Dhaka denied promised MDG aid

Bangladesh has not received the promised aid from donors, despite making progress in several fields, a recent report on achieving the UN Millennium Development Goals (MDGs) has said.

Chief Economics Correspondentbdnews24.com
Published : 7 Sept 2014, 02:40 PM
Updated : 7 Sept 2014, 02:40 PM

The report – ‘Bangladesh’s progress in achieving the Millennium Development Goal 2013’ -- was launched in Dhaka on Sunday.

The report says: “Bangladesh needs 78.2 billion dollars to achieve all MDG targets. For attaining a higher GDP rate, three billion dollars are need as foreign aid.

“But over the past 13 years, Bangladesh has got, on an average, 1.68 billion dollars annually. This is almost half the three billion dollars needed for higher growth.

“This figure shows that development partners must be more forthcoming in helping Bangladesh achieve its MDG targets.
“Bangladesh’s own resource mobilisation is playing the main role in achieving those goals.”
Economic Relations Department Secretary Mejbah Uddin said the donors had promised 0.7 percent of their Gross National Income (GNI) at the time the MDG targets were finalised in 2000. But the data of the past few years reveal that they have contributed merely 0.2 percent.
Finance and Planning State minister MA Mannan said, over the past 13 years, the country had received, on an average, 1.7 billion dollars as foreign aid, a sum that he said was just not enough to achieve the MDGs.
“In spite of that, we have succeeded in halving the rate of poverty ahead of the given time frame,” he added.
The industrially developed nations had promised an assistance of 0.7 percent of their GNI.
The countries that have partially met the commitment are Japan, US, South Korea, Canada, Denmark, Sweden, Norway and Holland.
Planning minister AHM Mustafa Kamal told the representatives of Bangladesh’s development partners present at the function that it would be impossible to meet the MDGs “without your help”.
Finance Minister AMA Muhith and the prime minister’s economic adviser, Masiur Rahman, also spoke.
Samsul Alam, a member of the General Economic Wing highlighted various aspects of the report.
In 2000, the heads of governments of 189 countries had met under UN initiative and fixed eight development goals to bring the poor of the underdeveloped countries into the mainstream of development by 2015 of the new millennium.
These targets came to be known as the Millennium Development Goals.
The MDGs are eradication of hunger and poverty, universal primary education, gender equality and women’s empowerment, reduction of child mortality, improvement of maternal health, elimination of HIV/AIDS, malaria and other diseases, ensuring environmental stability, and the building up of worldwide participation in overall development.
The report says Bangladesh has made commendable progress in eradicating hunger and poverty.
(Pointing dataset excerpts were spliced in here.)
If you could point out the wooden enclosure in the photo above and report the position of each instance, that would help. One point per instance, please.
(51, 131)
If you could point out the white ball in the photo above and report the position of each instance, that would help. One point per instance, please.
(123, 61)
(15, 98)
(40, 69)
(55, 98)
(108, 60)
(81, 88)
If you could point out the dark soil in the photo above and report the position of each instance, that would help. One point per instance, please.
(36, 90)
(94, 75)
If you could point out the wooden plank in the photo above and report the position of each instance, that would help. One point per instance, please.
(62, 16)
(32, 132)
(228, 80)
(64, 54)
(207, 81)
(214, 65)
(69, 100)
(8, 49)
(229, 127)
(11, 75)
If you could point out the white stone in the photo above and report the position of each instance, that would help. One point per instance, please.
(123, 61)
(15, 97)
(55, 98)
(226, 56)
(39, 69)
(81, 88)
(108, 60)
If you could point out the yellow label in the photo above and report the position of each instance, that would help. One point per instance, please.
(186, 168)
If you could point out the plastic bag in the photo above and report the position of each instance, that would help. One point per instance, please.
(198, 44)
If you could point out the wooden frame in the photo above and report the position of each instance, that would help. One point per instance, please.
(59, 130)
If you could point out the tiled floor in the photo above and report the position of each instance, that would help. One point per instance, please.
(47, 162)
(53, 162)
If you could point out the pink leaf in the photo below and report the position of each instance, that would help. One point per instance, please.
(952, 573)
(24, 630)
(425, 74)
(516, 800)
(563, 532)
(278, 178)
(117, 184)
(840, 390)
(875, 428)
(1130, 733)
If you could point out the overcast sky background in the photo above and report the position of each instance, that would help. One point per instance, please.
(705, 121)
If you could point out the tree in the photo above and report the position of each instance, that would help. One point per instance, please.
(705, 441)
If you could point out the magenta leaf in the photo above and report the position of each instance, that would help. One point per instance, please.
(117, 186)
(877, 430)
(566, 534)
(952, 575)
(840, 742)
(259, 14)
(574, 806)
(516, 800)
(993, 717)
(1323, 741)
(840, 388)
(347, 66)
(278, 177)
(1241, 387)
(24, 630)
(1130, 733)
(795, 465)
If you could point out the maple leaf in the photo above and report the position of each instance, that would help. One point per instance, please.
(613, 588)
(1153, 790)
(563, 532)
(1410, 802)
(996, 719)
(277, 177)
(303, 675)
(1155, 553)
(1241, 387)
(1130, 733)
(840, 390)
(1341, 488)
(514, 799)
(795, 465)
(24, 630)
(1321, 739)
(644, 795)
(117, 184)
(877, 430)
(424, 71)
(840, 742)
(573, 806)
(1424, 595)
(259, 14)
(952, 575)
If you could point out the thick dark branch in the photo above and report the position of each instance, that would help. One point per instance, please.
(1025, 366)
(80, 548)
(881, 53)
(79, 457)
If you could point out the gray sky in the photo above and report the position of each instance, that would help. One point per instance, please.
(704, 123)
The GDP has grown at more than six percent over the past few years, helping to bring down the poverty level.
Despite its high population density, Bangladesh has succeeded in raising the average income and cutting the fertility rate while pursuing sustainable development and balanced growth.
Inclusive growth had brought down the level of poverty from 56.7 percent in 1991-92 to 31.5 percent in 2000, says the report.
“The rate of poverty reduction has been quickened in the present decade compared to the previous one.”
The report cites the Bangladesh Statistical Bureau’s income-expenditure survey, 2010, to say that poverty had declined at the rate of 1.78 percent in the 2000-2010 period.
The report notes that Bangladesh needed poverty reduction at 1.20 percent to achieve the MDG target.
“According to this calculation, the poverty rate stood at 26.5 percent at the end of 2013.
Bangladesh is on the way to achieving several of the MDGs, including reduction of hunger, within 2015, the report has said.
But it has admitted that it would not be possible, within the next 500 days (2015), to ensure employment for all able-bodied persons, 100 percent retention of primary students up to Class-5, and 50 percent participation of women in non-agricultural sectors.
Bangladesh had won the UN MDG award, Digital Health for Digital Development South-South award and FAO Diploma in 2010.
The UN, in its report ‘The Rise of the South’, has ranked Bangladesh 18th among countries that have performed well in working towards the MDGs.